In occasione di Vinitaly, il CREA ha organizzato un talk dal titolo “TEA & vitigni resistenti: a che punto siamo?”, riunendo ricercatori, istituzioni e produttori per tracciare un bilancio su due pilastri della viticoltura sostenibile: le Tecnologie di Evoluzione Assistita (TEA) e i Vitigni Resistenti. 


I vitigni resistenti, noti anche come Piwi (dal tedesco Pilzwiderstandsfähig), rappresentano una rivoluzione silenziosa.
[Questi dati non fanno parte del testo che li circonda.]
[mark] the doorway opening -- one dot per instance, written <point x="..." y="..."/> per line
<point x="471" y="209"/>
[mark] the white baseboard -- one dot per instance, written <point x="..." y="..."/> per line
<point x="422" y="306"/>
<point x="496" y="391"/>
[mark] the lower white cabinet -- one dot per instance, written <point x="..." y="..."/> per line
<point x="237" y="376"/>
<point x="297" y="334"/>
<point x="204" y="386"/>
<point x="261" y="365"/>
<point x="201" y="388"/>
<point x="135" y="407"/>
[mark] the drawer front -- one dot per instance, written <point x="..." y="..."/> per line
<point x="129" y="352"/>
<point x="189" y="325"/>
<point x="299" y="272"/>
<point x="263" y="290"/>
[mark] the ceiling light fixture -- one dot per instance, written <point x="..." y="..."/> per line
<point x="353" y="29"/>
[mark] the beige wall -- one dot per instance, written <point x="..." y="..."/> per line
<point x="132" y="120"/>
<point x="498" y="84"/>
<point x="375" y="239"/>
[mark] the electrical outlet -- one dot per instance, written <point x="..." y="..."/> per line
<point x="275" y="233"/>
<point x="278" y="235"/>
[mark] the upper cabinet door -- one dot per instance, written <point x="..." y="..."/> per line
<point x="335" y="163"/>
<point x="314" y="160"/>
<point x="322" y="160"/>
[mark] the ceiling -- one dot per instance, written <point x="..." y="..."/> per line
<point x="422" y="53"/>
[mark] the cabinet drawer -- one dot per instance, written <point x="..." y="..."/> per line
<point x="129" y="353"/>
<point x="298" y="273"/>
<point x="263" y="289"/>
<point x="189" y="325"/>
Ottenuti tramite incroci naturali tra varietà nobili, come ad esempio Sangiovese o Nebbiolo, e parentali resistenti a malattie come oidio e peronospora, questi ibridi uniscono la resilienza al prestigio dei vitigni autoctoni. Quindi è bene ribadirlo non si tratta di OGM, ma di un miglioramento genetico tradizionale accelerato.  

I vantaggi sono tangibili: riduzione del 70-90% dei trattamenti fitosanitari, minor impatto ambientale e mantenimento di profili aromatici complessi. Esempi come il Soreli (bianco resistente) in Friuli o il Cabernet Volos (incrocio tra Cabernet Sauvignon e un vitigno resistente) dimostrano come la qualità non sia compromessa. 

Tuttavia, la sfida resta l’accettazione del mercato: “I consumatori devono percepire questi vini come espressione autentica del territorio”, osserva Giangiacomo Bonaldi Gallarati Scotti, presidente di Federdoc. Andrea Rocchi, presidente del CREA, ha sottolineato l’urgenza di coniugare innovazione e valutazione economica: “Dobbiamo assicurare all’agricoltura italiana strumenti non solo efficaci, ma anche sostenibili e rispondenti alle reali esigenze del settore”.  

Complementari ai Piwi sono le TEA, che agiscono su varietà esistenti per migliorarne resistenza e adattamento. Attraverso tecniche come la cisgenesi (trasferimento di geni tra organismi sessualmente compatibili) o l’editing genomico (es. CRISPR), è possibile sviluppare cloni di Sangiovese o Pinot Grigio meno suscettibili a stress climatici o malattie, senza alterarne l’identità genetica. “Le TEA preservano il patrimonio viticolo italiano, accelerando processi che in natura richiederebbero decenni”, afferma Sara Zenoni, ricercatrice dell’Università di Verona.  

La diffusione di queste innovazioni dipende dalla loro fattibilità economica. Marco Stefanini, presidente della Fondazione Piwi, evidenzia come i vitigni resistenti possano ridurre i costi di produzione (fino al 30%), cruciale per i piccoli produttori. Tuttavia, servono incentivi per la riconversione dei vigneti e formazione tecnica. Per le TEA, invece, il dibattito si concentra sulla brevettabilità: “È necessario trovare un equilibrio tra tutela della proprietà intellettuale e accessibilità per gli agricoltori”, sottolinea Luca De Carlo, presidente della Commissione Agricoltura del Senato.  

Un tema trasversale è la comunicazione. “Dobbiamo trasmettere i benefici ambientali ed economici di queste tecnologie, contrastando disinformazione e paure infondate”, aggiunge De Carlo. Servono campagne che coinvolgano istituzioni, media e influencer, puntando su trasparenza e dati scientifici. 

Il talk ha delineato un futuro in cui ricerca e tradizione dialogano: i Piwi ampliano la biodiversità, mentre le TEA preservano le eccellenze esistenti. La sfida ora è costruire un quadro normativo chiaro (in Europa, le TEA sono ancora regolate come OGM), sostenere gli investimenti e coinvolgere tutta la filiera. “L’Italia può guidare una rivoluzione verde nel vino, ma serve coraggio e visione”, conclude Rocchi. Un obiettivo ambizioso, ma non impossibile, per un settore che vale 14 miliardi di export e incarna il made in Italy nel mondo.